Casamento inspirador

O jovem músico também ficou conhecendo a filha de Wieck, a jovem pianista Clara, fato que não agradou em absoluto ao ambicioso pai. Com todos os meios à sua disposição, ele tentou impedir essa ligação. Os dois conseguiram, porém, vencê-lo após longa batalha judicial, casando-se em 1840, quando Clara completou 21 anos de idade. O casal viveu quatro anos em Leipzig e os primeiros tempos de matrimônio foram inspiradores para Schumann: logo brotaram de sua pena diversos ciclos de canções, quartetos de cordas, peças pianísticas, as primeiras sinfonias, o Concerto para piano em lá menor, o oratório Das Paradies und die Peri. Ele foi nomeado doutor honoris causa da Universidade de Jena e conseguiu se lançar como compositor. A popularidade de sua música era, todavia, restrita: Ludwig van Beethoven, Felix Mendelssohn e Frédéric Chopin correspondiam bem mais ao gosto de sua época.
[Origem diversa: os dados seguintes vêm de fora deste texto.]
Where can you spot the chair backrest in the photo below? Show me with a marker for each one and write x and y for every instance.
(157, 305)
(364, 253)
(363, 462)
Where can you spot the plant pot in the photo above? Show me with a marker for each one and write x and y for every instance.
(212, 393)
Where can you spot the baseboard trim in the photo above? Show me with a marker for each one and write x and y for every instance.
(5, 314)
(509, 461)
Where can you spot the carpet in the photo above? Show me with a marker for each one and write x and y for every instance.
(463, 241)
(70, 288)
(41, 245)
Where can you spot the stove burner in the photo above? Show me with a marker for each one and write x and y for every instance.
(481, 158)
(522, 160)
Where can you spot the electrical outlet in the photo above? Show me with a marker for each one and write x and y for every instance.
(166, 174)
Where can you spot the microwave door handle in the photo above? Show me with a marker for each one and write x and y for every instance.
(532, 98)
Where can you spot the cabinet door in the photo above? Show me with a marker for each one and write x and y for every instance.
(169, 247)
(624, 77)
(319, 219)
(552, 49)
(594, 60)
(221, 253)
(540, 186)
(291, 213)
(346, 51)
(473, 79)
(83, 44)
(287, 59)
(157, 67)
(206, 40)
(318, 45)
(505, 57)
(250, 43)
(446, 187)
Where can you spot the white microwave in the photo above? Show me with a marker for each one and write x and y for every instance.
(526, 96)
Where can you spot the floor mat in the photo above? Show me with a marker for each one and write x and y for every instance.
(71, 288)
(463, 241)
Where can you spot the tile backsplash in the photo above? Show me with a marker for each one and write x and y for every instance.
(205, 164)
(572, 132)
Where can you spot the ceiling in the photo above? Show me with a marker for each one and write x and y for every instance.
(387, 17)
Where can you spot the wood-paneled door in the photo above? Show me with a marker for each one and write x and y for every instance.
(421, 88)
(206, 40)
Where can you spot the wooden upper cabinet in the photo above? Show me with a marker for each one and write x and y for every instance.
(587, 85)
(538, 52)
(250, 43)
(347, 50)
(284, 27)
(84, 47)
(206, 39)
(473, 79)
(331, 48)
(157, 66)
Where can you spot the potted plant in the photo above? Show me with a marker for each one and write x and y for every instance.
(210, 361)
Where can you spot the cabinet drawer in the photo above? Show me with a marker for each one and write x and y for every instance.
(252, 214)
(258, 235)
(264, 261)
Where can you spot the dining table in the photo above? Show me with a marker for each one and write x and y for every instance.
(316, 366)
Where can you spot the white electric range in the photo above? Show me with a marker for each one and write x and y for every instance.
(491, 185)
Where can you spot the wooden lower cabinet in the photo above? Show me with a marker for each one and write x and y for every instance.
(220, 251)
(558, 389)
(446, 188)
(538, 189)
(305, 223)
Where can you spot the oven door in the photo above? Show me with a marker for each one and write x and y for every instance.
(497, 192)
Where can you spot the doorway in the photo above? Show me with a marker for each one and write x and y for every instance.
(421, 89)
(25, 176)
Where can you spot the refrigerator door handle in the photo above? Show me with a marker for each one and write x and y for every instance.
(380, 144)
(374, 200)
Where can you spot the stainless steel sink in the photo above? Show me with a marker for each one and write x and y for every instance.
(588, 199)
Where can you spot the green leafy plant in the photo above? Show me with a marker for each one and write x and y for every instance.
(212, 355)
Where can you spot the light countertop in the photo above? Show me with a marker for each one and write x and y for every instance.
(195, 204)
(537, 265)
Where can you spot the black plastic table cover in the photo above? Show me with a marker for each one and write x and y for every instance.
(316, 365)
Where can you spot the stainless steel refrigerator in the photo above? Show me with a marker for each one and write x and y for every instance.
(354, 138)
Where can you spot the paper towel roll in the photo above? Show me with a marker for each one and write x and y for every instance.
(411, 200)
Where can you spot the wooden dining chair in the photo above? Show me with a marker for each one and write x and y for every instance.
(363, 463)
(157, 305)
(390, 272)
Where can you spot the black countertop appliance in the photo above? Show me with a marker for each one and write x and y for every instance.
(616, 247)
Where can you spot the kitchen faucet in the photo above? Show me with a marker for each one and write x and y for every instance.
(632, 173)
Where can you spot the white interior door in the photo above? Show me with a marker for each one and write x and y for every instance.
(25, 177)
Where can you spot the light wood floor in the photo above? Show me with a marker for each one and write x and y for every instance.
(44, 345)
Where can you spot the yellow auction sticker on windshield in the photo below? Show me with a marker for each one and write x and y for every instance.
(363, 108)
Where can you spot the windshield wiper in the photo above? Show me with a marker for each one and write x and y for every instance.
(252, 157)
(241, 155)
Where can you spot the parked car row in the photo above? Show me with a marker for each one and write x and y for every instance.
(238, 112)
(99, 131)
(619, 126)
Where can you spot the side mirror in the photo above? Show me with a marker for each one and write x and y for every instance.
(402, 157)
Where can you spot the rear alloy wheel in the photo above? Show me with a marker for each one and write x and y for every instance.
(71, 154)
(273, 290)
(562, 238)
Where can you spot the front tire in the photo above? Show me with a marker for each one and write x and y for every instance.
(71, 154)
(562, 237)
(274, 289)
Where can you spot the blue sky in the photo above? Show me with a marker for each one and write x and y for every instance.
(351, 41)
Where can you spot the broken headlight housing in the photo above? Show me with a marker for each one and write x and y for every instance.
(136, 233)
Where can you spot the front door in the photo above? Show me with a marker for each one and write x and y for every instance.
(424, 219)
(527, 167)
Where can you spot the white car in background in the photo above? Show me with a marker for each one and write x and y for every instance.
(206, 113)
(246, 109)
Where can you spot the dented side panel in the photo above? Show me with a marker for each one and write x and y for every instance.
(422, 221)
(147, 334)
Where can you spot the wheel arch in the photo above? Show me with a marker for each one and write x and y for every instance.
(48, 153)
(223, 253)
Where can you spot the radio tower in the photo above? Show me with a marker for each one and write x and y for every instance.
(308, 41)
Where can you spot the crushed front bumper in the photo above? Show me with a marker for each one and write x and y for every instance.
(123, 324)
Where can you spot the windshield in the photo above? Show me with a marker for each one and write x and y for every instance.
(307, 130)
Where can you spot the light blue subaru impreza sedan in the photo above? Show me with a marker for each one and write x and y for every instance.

Mesmo a esposa Clara executava suas obras, no máximo, como “bis” em seus concertos. Uma humilhação agravada pelo fato de que, mesmo durante suas turnês, ele era frequentemente reconhecido apenas como o marido da afamada virtuose. Assim, a convocação como diretor musical da cidade de Düsseldorf chegou como um fio de esperança para o compositor.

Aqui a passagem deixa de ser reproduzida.